Improvement of Persistent Detrusor Overactivity through Treatment with a Phytotherapeutic Agent (WSY-1075) after Relief of Bladder Outlet Obstruction.
- Author:
Su Jin KIM
1
;
Seung Hwan JEON
;
Eun Bi KWON
;
Hyun Cheol JEONG
;
Sae Woong CHOI
;
Woong Jin BAE
;
Hyuk Jin CHO
;
U Syn HA
;
Sung Hoo HONG
;
Ji Youl LEE
;
Sung Yeoun HWANG
;
Sae Woong KIM
Author Information
- Publication Type:Original Article
- Keywords: Lower urinary tract symptoms; Phytotherapy; Prostatic hyperplasia; Urinary bladder, overactive
- MeSH: Animals; Cytokines; Humans; Interleukin-8; Lower Urinary Tract Symptoms; Models, Animal; Necrosis; Oxidative Stress; Phytotherapy; Prostatic Hyperplasia; Rats; Receptors, Muscarinic; Superoxide Dismutase; Urinary Bladder Neck Obstruction*; Urinary Bladder*; Urinary Bladder, Overactive
- From:The World Journal of Men's Health 2018;36(2):153-160
- CountryRepublic of Korea
- Language:English
- Abstract: PURPOSE: Many patients with benign prostatic hyperplasia need treatment for remaining storage symptoms after surgery.

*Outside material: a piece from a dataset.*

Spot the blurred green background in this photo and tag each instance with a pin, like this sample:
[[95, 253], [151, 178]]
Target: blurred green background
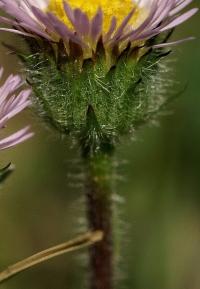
[[159, 226]]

Therefore, we evaluated the effect of the phytotherapeutic agent WSY-1075 on persistent detrusor overactivity (DO) after the relief of bladder outlet obstruction (BOO). MATERIALS AND METHODS: Rats were assigned to 3 groups: control (n=6), persistent DO (n=6), and persistent DO treated with the phytotherapeutic agent WSY-1075 (n=6). Persistent DO after relief of partial BOO was generated in the rat model, and 6 of the rats with this condition were orally administered WSY-1075. After 4 weeks of administration, cystometry was performed. Additionally, 8-hydroxy-2-deoxyguanosine and superoxide dismutase were measured to evaluate oxidative stress in the bladder. Pro-inflammatory cytokines, such as interleukin-8 and tumor necrosis factor-α, were analyzed, as were the M2 and M3 muscarinic receptors of the bladder. RESULTS: Significantly increased contraction pressure and a decreased contraction interval were observed in the persistent DO group after relief of BOO. Moreover, oxidative stress, pro-inflammatory cytokines, and M3 muscarinic receptors were significantly increased. After treatment with WSY-1075, significantly reduced DO was observed by cystometry in comparison with the persistent DO group. Additionally, significantly decreased levels of oxidative stress, pro-inflammatory cytokines, and M3 muscarinic receptors in the bladder were observed after treatment with WSY-1075. CONCLUSIONS: Treatment with WSY-1075 improved persistent DO after the relief of BOO mediated by antioxidative and anti-inflammatory effects. Further studies are necessary to identify the exact mechanism of the treatment effect of WSY-1075.